I got Agnes Anne to look after “King George,” my blunderbuss, while I went round to the village to see if anything was stirring about the dwelling of Constable Jacky. She would only permit me to do this on condition that I proved the gun unloaded, and permitted her to lock it carefully in one cupboard, while the powder and shot reposed each on a separate shelf outside in the kitchen, lest being left to themselves the elements of destruction might run together and blow up the house.
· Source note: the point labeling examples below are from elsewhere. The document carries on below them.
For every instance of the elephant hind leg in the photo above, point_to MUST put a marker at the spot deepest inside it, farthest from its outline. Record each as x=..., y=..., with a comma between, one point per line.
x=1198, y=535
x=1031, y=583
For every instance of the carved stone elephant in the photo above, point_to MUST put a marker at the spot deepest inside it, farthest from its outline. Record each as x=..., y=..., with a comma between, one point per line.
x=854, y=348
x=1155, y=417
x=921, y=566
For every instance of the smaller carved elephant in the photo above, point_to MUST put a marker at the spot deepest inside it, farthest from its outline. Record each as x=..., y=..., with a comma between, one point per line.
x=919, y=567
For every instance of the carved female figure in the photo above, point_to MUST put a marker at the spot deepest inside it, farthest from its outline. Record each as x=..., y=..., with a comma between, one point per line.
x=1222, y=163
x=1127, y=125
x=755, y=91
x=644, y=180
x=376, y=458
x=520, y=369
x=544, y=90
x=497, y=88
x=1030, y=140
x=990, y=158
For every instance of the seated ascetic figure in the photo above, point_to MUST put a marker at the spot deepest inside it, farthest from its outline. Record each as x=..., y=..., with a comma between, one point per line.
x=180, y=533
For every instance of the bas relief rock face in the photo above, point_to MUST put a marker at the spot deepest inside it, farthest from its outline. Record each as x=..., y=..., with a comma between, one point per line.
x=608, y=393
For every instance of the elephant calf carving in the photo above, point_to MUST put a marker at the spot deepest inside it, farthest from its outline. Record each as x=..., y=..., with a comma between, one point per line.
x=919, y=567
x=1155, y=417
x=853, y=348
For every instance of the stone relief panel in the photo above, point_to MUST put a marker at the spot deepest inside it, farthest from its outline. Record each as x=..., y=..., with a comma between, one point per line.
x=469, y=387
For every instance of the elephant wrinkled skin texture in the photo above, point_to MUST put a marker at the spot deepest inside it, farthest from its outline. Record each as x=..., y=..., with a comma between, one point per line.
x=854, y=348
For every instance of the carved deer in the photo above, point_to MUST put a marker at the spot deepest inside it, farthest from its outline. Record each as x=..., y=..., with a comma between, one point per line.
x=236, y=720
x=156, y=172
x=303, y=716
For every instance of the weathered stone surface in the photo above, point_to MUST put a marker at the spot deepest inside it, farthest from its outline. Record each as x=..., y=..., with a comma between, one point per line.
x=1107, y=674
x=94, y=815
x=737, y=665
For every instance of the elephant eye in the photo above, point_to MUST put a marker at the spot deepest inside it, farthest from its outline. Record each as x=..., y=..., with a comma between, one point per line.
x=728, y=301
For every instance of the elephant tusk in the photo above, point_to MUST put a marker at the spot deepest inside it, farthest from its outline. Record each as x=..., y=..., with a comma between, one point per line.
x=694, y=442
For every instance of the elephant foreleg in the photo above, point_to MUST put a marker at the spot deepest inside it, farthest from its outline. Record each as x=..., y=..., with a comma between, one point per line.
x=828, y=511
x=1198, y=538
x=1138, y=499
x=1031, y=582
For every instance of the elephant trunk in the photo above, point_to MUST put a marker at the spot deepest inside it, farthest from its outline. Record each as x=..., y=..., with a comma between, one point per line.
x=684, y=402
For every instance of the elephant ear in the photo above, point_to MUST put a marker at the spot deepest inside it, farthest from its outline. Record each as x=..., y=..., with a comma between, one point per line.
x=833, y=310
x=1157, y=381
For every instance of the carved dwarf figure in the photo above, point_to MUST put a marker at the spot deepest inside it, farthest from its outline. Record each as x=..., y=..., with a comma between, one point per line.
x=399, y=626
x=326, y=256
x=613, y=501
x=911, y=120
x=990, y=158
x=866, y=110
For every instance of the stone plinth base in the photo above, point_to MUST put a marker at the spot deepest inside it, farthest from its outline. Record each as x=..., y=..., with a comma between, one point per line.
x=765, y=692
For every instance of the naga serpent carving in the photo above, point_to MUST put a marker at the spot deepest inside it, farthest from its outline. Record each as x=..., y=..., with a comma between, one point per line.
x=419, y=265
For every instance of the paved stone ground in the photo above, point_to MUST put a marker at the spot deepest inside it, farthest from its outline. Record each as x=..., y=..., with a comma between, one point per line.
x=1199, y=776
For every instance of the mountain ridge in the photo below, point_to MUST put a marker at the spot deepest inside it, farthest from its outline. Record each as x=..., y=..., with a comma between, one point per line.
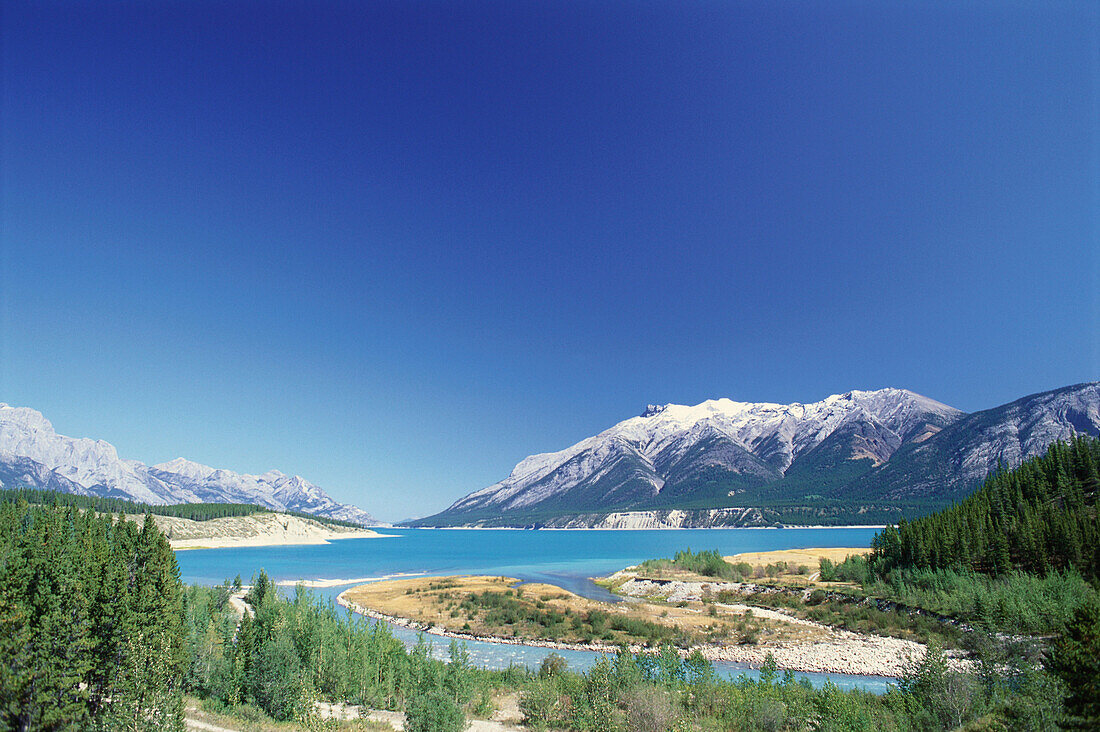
x=723, y=454
x=33, y=455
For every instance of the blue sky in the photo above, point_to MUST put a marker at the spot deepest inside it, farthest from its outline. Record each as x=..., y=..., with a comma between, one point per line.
x=396, y=247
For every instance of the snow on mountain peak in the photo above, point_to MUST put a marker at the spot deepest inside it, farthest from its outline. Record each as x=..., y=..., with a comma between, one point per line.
x=95, y=466
x=771, y=435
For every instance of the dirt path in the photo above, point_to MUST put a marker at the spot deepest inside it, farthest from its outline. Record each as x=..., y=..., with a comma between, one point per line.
x=509, y=712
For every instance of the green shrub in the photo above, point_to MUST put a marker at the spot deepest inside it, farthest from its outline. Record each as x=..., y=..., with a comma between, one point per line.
x=433, y=712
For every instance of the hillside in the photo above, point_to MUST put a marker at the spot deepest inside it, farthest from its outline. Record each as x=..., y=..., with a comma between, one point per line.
x=860, y=457
x=255, y=530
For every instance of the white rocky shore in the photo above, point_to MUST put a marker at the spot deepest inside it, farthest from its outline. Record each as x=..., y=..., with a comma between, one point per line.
x=838, y=652
x=254, y=530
I scudded through the village, passing from one end of the long street to the other. Constable Jacky in his shirt sleeves, was peaceably peeling potatoes on his doorstep, while with a pipe in his mouth Boyd Connoway was looking on and telling him how. The village of Eden Valley was never quieter. Several young men of the highest consideration were waiting within call of the millinery establishment of the elder Miss Huntingdon, on the chance of being able to lend her “young ladies” stray volumes of Rollin’s Ancient History, Defoe’s Religious Courtship, or such other volumes as were likely to fan the flame of love’s young dream in their hearts. I saw Miss Huntingdon herself taking stock of them through the window, and as it were, separating the sheep from the goats. For she was a particular woman, Miss Huntingdon, and never allowed the lightest attentions to “her young ladies” without keeping the parents of her charges fully posted on the subject.

All, therefore, was peace in the village of Eden Valley. Yet I nearly chanced upon war. My grandmother called aloud to some one as I passed along the street. For a moment I thought she had caught me, in spite of the cap which I had pulled down over my eyes and the coat collar I had pulled up above my ears.

If she got me, I made sure that she would instantly come to the great house of Marnhoul with all the King’s horses and all the King’s men—and so, as it were, spoil the night from which I expected so much.